Decoding GBK, .NET 6 edition

Lost User

I have some CSV files encoded in GBK, aka codepage 936, and need to load them as strings (or something sufficiently string-like, whatever) for further processing. In the old days, I could call some function such as `File.ReadAllText` (or read the file line by line etc) and specify CP936 as the encoding. But in .NET 6, I can't. The only valid options are ASCII, Latin 1, and a couple of flavours of UTF. That sounds unlikely, right? But [here](https://docs.microsoft.com/en-us/dotnet/api/system.text.encoding?view=net-6.0) is the documentation for the Encoding class, and in the big table halfway down the page, you can see that *almost everything is gone*. Almost as if the thinking is now "people should just use UTF-8 or UTF-16 nowadays". If it were up to me, those file would be encoded in UTF-8, but they're just not. So, right now what I do is this, assuming that I've read the file into an array `byte[] raw` and `int size` bytes were successfully read into it:

char[] buffer = new char[size];
int numberOfChars;
fixed (char* bufferptr = buffer)
fixed (byte* rawptr = raw)
numberOfChars = MultiByteToWideChar(936, 0, rawptr, readSize, bufferptr, buffer.Length);

Calling [MultiByteToWideChar](https://docs.microsoft.com/en-us/windows/win32/api/stringapiset/nf-stringapiset-multibytetowidechar) via a dllimport.

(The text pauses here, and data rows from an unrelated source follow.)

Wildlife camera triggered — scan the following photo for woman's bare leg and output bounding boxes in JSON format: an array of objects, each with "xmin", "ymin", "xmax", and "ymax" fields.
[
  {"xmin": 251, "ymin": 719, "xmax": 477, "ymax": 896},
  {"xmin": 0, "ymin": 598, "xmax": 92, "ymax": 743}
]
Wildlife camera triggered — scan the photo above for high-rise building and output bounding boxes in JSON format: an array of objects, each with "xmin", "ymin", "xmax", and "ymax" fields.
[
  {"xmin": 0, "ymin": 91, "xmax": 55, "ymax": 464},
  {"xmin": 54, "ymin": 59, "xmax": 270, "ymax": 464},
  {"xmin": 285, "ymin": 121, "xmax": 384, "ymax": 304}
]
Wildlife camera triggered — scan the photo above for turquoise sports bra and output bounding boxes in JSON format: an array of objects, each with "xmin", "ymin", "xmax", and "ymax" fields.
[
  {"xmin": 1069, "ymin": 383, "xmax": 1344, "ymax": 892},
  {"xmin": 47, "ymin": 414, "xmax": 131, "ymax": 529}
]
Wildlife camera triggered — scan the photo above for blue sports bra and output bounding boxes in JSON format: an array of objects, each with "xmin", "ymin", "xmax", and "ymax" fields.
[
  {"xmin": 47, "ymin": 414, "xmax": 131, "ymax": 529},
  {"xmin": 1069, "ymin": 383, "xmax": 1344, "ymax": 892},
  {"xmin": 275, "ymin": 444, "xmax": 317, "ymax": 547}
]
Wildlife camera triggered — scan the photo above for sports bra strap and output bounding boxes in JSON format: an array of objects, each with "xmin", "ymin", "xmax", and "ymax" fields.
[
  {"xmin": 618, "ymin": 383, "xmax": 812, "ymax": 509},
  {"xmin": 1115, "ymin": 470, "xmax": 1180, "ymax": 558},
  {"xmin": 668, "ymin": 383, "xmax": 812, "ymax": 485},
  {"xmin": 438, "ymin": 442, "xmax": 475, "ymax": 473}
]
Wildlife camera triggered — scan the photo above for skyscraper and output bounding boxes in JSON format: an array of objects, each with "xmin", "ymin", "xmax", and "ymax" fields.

Then afterwards I can use `numberOfChars` to create a `Span` of the appropriate length. That works, but it seems like a serious step backwards compared to .NET 4. Also there seems to be no way (no reasonable way anyway) to read/convert *chunks* of the file this way, as `MultiByteToWideChar` does not report the leftover bytes at the end of the chunk. Are there any better options?

lmoelleb

Encoding.GetEncoding Method (System.Text) | Microsoft Docs[^] I do not see any changes from .NET 4.8?

Richard Deeming

As far as I can see, code page 936 is called "gb2312" in .NET Framework, but .NET 6 doesn't seem to know about it - as you said, the Encoding.GetEncodings method only lists seven options. It looks like you need to register the code pages provider from the System.Text.Encoding.CodePages package, which seems to be included in .NET 6 by default:

Encoding.RegisterProvider(CodePagesEncodingProvider.Instance);
Encoding gb2312 = Encoding.GetEncoding(936); // Chinese Simplified (GB2312)

"These people looked deep within my soul and assigned me a number based on the order in which I joined." - Homer

lmoelleb

Oops, misread the docs, so yes - it is changed and CodePagesEncodingProvider.Instance Property (System.Text) | Microsoft Docs[^] seems to be the best option.

Lost User

Good, that works and isn't weird